Part 1: Putting some pieces in

Step 1:

step 1
Place the corner pieces. Only one place for each.

Step 2:

step 2
An edge can't have 4 white circles in a row. The middle two wouldn't have anywhere to turn. So the two remaining top-edge pieces must be placed so their top-row white circles aren't adjacent.

Step 3:

step 3
The larger stair-shaped left-edge piece can't go above the other. It doesn't fit in the top spot. Therefore the left-edge pieces can be resolved.

Step 4:

step 4
There can't be a "stack" of black circles leading away from an edge. One couldn't satisfy the go-straight-twice requirement. Therefore the black-circle right-edge piece can't go on the top, and the right-edge pieces can be resolved.

Step 5:

step 5
Both bottom-edge pieces have the same shape, so their outlines can be drawn (though we don't know which goes where yet).

Step 6:

step 6
The large upside-down staircase piece can only go one place now.

Step 7:

step 7
The only way to satisfy the 5 unspoken-for squares in the upper right (looks like a P-pentomino) is to use a 2x2 and the 1x1. So the 1x1 can't be used elsewhere. There is only one way to place the remaining L-tetromino without isolating a 1x1. All piece borders can now be drawn. Also both of the bottom-edge pieces have a black circle in the same spot, so let's add that in.
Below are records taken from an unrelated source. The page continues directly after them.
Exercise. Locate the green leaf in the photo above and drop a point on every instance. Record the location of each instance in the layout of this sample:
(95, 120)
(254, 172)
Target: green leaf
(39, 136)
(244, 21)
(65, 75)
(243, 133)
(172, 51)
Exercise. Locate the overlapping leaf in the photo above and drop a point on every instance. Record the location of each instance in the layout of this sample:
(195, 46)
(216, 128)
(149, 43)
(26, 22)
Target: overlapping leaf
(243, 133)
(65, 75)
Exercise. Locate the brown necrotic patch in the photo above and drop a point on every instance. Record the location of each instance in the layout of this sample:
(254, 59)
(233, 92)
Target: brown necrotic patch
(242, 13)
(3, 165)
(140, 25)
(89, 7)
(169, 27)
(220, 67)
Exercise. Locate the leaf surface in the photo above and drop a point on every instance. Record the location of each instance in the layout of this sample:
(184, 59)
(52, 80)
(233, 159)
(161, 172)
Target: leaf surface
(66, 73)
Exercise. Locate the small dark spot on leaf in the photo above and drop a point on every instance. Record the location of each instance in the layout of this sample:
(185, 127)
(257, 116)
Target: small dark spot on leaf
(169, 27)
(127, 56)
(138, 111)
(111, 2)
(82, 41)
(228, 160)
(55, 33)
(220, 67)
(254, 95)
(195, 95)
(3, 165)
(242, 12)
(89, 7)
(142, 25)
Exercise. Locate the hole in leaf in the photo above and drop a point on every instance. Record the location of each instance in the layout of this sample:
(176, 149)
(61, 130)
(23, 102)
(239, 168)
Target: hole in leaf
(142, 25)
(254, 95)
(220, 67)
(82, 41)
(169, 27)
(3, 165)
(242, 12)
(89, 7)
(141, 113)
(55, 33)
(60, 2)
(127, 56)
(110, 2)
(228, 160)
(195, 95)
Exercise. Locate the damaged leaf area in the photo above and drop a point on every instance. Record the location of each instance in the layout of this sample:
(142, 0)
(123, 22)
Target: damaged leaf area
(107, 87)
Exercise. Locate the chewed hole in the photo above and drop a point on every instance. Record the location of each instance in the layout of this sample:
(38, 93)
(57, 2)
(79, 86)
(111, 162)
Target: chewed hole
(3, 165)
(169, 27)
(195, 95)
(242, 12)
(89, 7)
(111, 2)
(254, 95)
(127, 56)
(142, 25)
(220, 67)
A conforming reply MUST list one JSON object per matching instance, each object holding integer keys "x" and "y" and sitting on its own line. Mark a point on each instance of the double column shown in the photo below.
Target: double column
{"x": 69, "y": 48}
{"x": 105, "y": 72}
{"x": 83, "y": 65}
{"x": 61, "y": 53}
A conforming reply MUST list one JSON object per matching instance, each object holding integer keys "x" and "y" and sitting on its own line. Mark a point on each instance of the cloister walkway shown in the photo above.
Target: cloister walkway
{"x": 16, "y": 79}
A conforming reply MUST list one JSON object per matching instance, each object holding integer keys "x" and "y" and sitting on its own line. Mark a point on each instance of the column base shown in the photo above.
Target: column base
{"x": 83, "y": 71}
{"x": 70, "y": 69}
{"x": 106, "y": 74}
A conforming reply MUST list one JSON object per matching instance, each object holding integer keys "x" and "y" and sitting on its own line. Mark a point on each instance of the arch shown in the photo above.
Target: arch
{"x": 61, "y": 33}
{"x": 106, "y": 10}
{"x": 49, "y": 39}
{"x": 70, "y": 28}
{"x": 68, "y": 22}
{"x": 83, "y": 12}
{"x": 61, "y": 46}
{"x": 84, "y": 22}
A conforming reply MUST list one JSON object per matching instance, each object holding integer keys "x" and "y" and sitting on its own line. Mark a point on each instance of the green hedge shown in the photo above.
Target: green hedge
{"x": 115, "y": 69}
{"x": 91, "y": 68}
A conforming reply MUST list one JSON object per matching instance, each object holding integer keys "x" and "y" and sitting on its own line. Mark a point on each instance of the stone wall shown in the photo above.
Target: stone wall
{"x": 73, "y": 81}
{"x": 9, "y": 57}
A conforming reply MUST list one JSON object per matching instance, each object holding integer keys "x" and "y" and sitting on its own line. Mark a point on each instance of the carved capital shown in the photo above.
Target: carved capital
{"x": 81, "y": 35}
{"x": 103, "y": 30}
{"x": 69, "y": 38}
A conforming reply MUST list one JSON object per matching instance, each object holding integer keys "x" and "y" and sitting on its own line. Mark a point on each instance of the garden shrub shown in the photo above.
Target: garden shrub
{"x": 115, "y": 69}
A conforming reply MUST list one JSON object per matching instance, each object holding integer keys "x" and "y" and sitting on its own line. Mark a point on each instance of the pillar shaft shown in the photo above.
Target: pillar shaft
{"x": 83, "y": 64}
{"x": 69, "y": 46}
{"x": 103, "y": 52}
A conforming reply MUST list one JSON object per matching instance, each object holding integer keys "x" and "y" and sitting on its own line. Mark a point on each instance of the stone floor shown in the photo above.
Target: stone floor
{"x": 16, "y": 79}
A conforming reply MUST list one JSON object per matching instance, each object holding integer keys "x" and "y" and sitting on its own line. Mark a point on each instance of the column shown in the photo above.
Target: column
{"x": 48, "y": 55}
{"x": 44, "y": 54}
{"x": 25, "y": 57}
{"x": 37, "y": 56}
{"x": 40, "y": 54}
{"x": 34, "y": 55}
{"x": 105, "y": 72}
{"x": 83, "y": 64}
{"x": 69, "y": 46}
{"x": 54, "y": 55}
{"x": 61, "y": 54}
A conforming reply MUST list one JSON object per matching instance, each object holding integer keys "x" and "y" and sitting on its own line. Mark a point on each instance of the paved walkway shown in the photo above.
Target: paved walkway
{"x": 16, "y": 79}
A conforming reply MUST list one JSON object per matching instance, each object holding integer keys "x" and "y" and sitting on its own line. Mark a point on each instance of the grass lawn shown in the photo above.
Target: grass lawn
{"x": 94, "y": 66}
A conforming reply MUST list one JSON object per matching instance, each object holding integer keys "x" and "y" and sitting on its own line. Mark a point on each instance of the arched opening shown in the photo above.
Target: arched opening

Part 2: Drawing some lines

Step 8:

step 8
Basic Maysu deductions based on dots being on edges or near edges

Step 9:

step 9
Two black dots are now effectively near edges, because they can't extend for two in one direction. After that a basic connectivity deduction along the right edge.

Step 10:

step 10
The white circles on either side-edge still need to turn on at least one side. Once they do so, then there are some effective-edge deductions to make.

Step 11:

step 11
That lingering line in R2C1 can't go right or it would create a closed loop; it must therefore go down. Also some connectivity deductions.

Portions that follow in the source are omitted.